Ich mag witzige Liebesgeschichten. „Stolz und Vorurteil“ habe ich schon zigmal gelesen, aber das kann ich nicht nehmen.
Ich mache mir Notizen. Die meisten besagen, dass dieses Buch unrealistisch ist. Nicht im Sinne von Drachen-sind-echt, sondern eher kein-Mann-würde-so-denken. Der Typ in der Geschichte liebt die Frau viel zu sehr. Das ist einfach nicht glaubwürdig.
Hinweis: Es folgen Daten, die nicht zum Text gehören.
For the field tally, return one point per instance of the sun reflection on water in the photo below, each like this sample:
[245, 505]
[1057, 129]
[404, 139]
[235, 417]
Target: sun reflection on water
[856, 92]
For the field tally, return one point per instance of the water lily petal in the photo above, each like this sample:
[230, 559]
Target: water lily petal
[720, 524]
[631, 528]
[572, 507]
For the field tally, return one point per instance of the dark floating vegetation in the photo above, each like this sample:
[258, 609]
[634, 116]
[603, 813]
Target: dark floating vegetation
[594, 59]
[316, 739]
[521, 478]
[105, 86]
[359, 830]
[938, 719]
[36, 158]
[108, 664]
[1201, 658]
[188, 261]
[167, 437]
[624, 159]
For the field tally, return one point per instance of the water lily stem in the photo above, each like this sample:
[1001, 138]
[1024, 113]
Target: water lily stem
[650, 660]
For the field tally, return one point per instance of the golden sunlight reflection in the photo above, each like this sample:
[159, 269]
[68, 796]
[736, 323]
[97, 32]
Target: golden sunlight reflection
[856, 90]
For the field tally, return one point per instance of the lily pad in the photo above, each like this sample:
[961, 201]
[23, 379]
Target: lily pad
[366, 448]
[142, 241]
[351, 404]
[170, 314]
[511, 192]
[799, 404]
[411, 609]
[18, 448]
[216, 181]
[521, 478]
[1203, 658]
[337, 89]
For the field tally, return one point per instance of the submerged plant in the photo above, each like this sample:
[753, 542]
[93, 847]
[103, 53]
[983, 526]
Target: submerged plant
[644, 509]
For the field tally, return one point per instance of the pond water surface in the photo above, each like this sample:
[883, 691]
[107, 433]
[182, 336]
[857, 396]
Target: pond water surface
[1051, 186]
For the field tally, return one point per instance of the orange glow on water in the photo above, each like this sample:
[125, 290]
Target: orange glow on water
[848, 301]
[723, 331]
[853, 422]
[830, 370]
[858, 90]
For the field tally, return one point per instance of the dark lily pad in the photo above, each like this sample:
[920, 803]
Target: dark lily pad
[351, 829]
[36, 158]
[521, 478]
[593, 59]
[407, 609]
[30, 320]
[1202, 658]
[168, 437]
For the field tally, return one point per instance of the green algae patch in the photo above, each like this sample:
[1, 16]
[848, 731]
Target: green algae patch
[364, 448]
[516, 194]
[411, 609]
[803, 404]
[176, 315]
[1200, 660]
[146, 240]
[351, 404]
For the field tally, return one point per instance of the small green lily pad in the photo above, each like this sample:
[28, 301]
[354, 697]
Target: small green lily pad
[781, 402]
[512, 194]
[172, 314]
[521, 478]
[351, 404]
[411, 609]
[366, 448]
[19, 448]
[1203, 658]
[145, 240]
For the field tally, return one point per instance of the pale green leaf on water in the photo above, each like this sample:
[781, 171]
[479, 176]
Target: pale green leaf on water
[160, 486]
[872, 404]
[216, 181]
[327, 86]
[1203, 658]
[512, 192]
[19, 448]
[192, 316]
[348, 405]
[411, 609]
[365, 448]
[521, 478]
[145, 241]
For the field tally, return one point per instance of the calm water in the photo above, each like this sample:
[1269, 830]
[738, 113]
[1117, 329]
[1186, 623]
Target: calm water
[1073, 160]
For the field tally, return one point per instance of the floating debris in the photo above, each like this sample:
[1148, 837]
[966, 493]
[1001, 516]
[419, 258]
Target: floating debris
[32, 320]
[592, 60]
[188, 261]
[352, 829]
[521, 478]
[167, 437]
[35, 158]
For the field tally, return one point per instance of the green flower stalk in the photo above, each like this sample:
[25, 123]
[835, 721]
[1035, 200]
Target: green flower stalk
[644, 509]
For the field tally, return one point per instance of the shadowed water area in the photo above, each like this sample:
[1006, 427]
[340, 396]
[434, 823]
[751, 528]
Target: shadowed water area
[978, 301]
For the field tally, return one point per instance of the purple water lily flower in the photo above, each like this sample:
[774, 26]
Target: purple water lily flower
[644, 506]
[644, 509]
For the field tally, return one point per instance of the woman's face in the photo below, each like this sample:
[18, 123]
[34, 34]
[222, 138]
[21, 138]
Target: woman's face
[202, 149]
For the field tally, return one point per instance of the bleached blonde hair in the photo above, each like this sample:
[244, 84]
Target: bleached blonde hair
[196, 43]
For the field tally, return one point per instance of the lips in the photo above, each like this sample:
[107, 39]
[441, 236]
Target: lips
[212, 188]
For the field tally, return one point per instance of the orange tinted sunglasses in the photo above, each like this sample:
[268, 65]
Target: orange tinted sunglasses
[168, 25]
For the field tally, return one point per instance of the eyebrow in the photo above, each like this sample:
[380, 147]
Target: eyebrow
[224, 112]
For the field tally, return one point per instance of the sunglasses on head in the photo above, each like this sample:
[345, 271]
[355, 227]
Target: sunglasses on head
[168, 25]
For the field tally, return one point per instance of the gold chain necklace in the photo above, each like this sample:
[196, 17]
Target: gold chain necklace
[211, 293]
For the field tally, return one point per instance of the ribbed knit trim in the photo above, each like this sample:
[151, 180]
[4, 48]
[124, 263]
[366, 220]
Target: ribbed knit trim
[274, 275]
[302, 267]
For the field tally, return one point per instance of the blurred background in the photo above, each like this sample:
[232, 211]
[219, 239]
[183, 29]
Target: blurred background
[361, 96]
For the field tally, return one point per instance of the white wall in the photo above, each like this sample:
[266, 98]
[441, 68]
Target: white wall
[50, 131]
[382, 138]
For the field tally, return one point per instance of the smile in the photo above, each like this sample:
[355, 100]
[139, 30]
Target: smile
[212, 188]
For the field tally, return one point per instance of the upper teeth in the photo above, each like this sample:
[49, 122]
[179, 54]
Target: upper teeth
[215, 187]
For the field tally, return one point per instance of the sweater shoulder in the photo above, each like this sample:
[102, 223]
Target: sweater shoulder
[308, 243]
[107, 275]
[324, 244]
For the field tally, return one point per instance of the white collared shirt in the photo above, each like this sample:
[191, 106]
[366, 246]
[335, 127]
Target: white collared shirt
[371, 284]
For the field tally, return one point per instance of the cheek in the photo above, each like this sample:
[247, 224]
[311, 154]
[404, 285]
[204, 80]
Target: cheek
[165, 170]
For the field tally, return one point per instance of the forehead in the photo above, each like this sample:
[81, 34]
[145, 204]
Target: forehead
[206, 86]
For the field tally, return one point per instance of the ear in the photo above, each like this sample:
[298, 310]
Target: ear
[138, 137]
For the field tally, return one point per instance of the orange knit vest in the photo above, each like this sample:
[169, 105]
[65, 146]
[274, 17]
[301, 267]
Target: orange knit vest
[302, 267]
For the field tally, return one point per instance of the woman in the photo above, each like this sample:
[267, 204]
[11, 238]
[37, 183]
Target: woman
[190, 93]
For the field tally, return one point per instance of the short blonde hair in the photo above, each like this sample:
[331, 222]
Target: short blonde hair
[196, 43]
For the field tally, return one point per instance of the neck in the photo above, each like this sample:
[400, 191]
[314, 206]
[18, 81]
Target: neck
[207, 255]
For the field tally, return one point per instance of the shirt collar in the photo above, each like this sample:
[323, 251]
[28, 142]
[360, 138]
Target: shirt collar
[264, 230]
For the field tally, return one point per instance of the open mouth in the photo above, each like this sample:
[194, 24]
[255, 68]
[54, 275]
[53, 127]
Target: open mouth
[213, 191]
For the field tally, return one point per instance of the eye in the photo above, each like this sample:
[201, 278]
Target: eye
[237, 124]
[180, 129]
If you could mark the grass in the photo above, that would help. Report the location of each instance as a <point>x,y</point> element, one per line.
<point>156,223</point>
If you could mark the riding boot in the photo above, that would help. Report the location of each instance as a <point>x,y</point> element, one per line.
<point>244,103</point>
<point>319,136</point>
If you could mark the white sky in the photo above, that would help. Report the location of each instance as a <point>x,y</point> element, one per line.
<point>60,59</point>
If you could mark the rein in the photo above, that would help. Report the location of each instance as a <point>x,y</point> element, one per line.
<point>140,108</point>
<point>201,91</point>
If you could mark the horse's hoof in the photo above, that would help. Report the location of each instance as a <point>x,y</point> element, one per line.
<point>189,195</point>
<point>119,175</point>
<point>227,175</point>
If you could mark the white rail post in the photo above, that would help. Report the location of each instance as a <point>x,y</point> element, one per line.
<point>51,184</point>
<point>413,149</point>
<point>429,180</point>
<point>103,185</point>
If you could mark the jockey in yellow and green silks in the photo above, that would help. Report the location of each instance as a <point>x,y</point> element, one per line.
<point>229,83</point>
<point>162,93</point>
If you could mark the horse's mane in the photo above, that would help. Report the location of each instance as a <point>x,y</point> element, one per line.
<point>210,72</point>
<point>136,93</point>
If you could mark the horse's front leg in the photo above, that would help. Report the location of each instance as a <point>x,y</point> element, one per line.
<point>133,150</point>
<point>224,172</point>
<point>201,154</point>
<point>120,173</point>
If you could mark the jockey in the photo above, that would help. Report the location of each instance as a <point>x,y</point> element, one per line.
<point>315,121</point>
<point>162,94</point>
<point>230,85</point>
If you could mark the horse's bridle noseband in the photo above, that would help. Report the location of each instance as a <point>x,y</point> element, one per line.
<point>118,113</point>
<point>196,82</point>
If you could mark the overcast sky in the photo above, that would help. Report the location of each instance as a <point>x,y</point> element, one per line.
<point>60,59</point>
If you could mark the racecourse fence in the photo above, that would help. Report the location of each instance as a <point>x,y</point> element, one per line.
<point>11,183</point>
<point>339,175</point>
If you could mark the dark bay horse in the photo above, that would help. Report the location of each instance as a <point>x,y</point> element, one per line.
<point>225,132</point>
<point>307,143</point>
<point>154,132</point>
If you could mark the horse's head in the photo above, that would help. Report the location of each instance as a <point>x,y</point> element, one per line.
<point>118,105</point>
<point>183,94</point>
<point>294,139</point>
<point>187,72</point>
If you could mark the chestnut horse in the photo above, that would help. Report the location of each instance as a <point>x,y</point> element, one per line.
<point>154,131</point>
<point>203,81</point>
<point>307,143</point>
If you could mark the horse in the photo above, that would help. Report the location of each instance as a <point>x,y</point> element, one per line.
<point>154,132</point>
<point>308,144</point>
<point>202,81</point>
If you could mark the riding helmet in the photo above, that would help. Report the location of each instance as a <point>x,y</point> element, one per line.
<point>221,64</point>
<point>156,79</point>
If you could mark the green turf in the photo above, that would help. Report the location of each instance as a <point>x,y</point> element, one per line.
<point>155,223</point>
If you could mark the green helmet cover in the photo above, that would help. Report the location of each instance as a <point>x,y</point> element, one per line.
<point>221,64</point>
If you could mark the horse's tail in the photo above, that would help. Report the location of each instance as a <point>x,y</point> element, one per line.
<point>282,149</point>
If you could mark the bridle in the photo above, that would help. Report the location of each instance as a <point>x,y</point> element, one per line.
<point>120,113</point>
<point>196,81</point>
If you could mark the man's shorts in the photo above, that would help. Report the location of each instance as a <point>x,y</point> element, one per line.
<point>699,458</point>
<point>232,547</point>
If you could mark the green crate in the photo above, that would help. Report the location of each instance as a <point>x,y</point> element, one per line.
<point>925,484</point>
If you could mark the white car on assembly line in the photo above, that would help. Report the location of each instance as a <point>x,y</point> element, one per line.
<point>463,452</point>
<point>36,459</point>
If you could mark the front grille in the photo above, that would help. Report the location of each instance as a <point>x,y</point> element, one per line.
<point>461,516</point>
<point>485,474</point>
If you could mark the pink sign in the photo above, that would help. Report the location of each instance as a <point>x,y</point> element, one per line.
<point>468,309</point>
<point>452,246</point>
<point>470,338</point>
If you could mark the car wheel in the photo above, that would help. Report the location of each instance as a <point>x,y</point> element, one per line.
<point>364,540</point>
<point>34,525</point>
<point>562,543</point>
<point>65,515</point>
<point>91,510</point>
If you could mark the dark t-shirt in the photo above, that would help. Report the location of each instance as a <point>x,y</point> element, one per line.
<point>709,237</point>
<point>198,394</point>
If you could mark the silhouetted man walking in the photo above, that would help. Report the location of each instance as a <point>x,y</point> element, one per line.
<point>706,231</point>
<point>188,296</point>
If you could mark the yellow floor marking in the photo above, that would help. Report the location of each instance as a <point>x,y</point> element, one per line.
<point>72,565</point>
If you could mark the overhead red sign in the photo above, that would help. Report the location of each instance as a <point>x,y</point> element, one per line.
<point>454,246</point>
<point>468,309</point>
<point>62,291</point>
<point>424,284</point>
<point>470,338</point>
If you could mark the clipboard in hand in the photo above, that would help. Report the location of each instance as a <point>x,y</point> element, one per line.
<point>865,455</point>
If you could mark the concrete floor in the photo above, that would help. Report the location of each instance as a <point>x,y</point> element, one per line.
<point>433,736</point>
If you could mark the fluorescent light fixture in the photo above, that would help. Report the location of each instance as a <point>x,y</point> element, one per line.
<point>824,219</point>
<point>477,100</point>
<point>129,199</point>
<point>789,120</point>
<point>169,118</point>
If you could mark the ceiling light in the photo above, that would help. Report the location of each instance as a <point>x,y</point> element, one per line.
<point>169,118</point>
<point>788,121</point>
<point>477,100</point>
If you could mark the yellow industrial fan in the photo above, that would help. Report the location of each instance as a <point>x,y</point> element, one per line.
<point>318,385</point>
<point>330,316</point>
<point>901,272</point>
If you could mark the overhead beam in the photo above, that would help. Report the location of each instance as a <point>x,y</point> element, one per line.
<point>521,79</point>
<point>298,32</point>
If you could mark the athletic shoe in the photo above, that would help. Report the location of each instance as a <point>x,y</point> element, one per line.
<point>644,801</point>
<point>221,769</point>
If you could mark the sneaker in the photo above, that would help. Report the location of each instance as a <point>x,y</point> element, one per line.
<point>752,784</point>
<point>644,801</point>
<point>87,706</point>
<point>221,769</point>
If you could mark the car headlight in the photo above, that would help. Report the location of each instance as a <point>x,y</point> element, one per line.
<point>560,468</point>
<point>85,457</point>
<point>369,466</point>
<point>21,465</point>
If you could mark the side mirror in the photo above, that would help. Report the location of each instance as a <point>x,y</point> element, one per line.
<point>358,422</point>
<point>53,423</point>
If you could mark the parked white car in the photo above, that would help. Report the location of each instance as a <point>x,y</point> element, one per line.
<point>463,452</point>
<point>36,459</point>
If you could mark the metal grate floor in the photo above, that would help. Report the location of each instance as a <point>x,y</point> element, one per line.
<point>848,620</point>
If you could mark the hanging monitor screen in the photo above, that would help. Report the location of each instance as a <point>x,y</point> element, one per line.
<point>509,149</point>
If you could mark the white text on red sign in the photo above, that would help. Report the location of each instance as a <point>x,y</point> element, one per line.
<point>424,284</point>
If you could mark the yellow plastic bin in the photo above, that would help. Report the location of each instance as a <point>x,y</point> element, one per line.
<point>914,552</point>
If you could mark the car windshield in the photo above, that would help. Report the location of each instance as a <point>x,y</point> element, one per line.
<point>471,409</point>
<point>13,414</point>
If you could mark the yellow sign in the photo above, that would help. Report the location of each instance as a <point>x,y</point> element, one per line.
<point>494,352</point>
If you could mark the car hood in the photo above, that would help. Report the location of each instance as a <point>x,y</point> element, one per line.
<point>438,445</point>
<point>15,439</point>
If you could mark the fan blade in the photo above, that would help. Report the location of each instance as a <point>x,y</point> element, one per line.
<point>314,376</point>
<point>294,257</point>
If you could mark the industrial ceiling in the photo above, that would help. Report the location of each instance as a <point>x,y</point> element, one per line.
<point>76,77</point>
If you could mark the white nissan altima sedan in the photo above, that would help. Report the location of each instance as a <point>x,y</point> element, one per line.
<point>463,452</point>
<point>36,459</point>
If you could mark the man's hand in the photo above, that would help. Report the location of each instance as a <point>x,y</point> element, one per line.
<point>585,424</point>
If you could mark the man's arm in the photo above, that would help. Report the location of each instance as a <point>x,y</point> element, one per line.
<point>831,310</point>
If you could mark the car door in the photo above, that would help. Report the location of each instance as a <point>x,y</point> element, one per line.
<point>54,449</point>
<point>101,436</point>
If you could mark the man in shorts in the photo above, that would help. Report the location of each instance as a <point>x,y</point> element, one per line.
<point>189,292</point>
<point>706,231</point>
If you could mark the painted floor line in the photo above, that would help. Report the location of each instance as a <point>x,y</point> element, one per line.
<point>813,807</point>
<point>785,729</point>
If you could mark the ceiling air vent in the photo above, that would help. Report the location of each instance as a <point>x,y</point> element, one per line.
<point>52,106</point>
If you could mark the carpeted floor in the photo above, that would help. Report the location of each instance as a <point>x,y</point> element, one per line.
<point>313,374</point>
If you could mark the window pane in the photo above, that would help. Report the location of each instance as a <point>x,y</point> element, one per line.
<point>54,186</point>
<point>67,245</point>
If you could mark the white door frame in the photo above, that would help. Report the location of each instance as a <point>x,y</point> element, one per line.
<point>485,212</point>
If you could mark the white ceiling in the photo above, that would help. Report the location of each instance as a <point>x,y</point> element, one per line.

Ich versuche mich daran zu erinnern, dass es nur eine Geschichte ist, aber es hilft nicht. Ich kann einen so romantischen Mann nicht ernst nehmen. In meinem Leben waren Männer immer Lügner und haben nie gehalten, was sie versprochen haben.
Gerade als ich meinen Stift weglege, fängt mein Handy auf dem Schreibtisch an zu vibrieren.
Ich lächle, als ich sehe, wer anruft.
„Zal“, gehe ich sofort mit seinem Spitznamen ran.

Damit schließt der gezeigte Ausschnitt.